Intelligent tri-mode solid state circuit breakers
Abstract
A solid-state circuit breaker and method of use. The circuit breaker includes current and voltage sensors, a power converter, and a digital signal processor. The digital signal processor operates the power converter between three operation states: a first operation state being an on state, a second operation state being an off state, and a third operation state being a current limiting state. The circuit breaker includes an overcurrent detection circuit to detect overcurrent conditions, and turn off the power converter if a load current exceeds a preset threshold. The method of operation includes operating the circuit breaker with a limited amount of overcurrent, and returning the circuit breaker to the normal operation state from the third operation state if the overcurrent condition is removed, or returning the circuit breaker to an off state from the third operation state if the overcurrent condition is sustained.
Claims
exact text as granted — not AI-modified1 . A solid-state circuit breaker comprising:
current and voltage sensors; a power converter; and a digital signal processor in combination with the sensors, wherein the digital signal processor operates the power converter between three operation states, a first of the operation states being an on state, a second of the operation states being an off state, and a third of the operation states comprising a current limiting state.
2 . The circuit breaker according to claim 1 , further comprising an overcurrent detection circuit comprising a comparator, a sequential logic circuit, and/or a logic gate configured to detect overcurrent conditions, wherein the overcurrent detection circuit turns off the power converter once a load current exceeds a preset threshold.
3 . The circuit breaker according to claim 2 , wherein the digital signal processor operates the power converter in a pulse width modulation current limiting state after the initial shutdown of the power converter upon the overcurrent condition.
4 . The circuit breaker according to claim 3 , wherein the digital signal processor distinguishes inrush overcurrent conditions from short circuit faults, and switches the power converter to the off state upon determining a short circuit fault condition.

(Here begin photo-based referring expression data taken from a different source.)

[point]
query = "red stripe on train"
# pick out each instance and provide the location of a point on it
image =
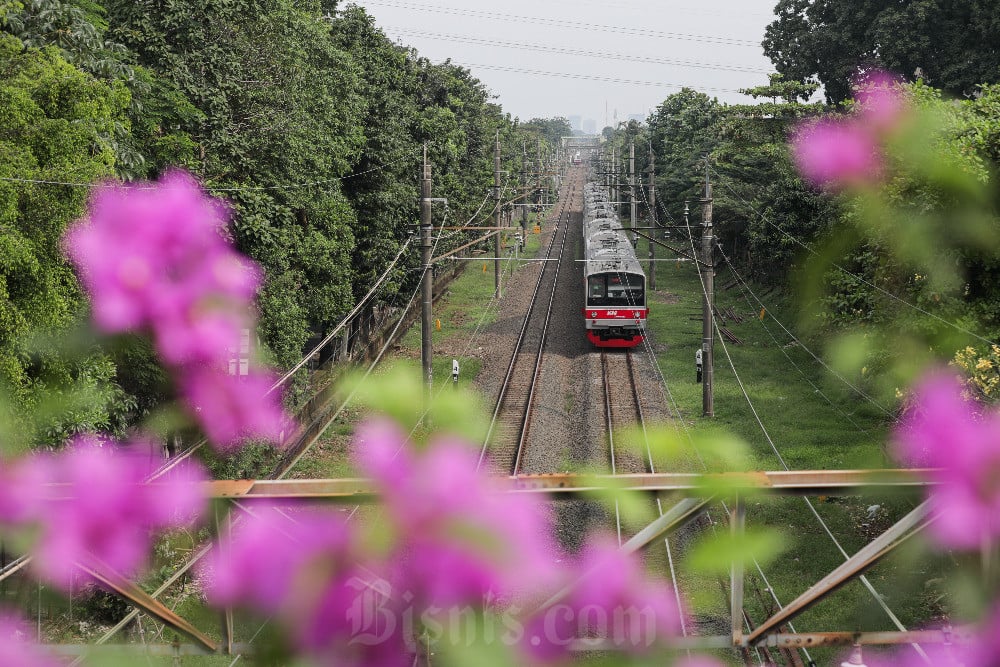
(619, 314)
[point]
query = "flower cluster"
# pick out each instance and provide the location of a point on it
(948, 433)
(90, 505)
(841, 152)
(154, 258)
(450, 543)
(17, 650)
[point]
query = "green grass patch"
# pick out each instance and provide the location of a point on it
(802, 416)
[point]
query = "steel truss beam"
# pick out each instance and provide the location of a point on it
(700, 490)
(800, 483)
(872, 553)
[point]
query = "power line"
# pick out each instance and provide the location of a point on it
(837, 266)
(542, 48)
(563, 23)
(210, 188)
(593, 77)
(745, 288)
(862, 578)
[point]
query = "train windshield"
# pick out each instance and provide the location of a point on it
(616, 289)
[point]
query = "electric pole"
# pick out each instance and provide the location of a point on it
(707, 269)
(652, 219)
(427, 281)
(614, 179)
(524, 189)
(538, 174)
(499, 214)
(631, 185)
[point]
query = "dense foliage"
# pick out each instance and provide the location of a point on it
(910, 271)
(950, 45)
(303, 115)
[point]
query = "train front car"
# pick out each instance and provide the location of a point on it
(615, 312)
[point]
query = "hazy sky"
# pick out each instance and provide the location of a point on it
(587, 57)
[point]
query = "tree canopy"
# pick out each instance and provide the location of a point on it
(950, 45)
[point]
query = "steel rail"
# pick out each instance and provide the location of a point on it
(611, 436)
(518, 348)
(513, 359)
(536, 372)
(558, 485)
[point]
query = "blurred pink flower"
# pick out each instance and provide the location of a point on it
(880, 99)
(614, 598)
(943, 430)
(463, 540)
(698, 661)
(232, 409)
(155, 257)
(305, 568)
(836, 153)
(97, 510)
(268, 550)
(17, 648)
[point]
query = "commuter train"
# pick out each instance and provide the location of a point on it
(615, 286)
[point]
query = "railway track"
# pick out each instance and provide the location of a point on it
(623, 409)
(503, 449)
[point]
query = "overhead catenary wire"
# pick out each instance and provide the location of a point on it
(591, 77)
(589, 53)
(565, 23)
(812, 508)
(745, 289)
(210, 188)
(674, 407)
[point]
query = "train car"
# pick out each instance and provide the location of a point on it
(615, 309)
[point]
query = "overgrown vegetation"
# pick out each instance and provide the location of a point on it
(304, 115)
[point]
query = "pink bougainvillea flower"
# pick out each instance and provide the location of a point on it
(880, 99)
(835, 153)
(943, 430)
(609, 599)
(232, 409)
(268, 550)
(98, 511)
(21, 489)
(463, 540)
(16, 647)
(153, 257)
(304, 568)
(698, 661)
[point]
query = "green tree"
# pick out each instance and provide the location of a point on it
(53, 118)
(950, 45)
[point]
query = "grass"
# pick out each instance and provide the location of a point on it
(814, 421)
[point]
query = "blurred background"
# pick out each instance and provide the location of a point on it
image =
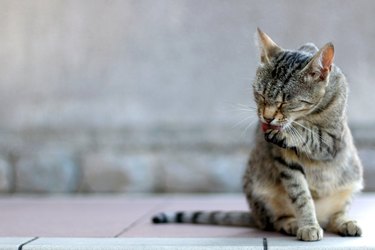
(149, 96)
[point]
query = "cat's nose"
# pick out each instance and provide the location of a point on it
(268, 120)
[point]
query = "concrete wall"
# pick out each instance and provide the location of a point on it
(143, 95)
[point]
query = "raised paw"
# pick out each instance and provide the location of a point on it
(310, 233)
(350, 228)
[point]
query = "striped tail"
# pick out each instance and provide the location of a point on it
(225, 218)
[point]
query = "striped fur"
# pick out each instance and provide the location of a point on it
(304, 168)
(232, 218)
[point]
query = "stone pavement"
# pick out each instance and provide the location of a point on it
(123, 222)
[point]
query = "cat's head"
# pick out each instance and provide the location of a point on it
(289, 84)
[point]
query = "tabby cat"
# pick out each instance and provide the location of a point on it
(304, 168)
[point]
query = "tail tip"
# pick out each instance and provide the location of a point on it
(159, 218)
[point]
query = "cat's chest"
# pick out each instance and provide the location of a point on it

5 . The circuit breaker according to claim 3 , wherein the digital signal processor continues to operate the power converter in the pulse width modulation current limiting state when an inrush overcurrent condition is determined, and switches the power converter to the on state upon removal of the inrush overcurrent condition.
6 . The circuit breaker according to claim 1 , further comprising a variable frequency power converter, wherein the digital signal processor operates the power converter with variable pulse width modulation frequencies.
7 . The circuit breaker according to claim 1 , further comprising a bi-directional power converter, wherein the power converter conducts power flow in both directions between input and output terminals of the circuit breaker.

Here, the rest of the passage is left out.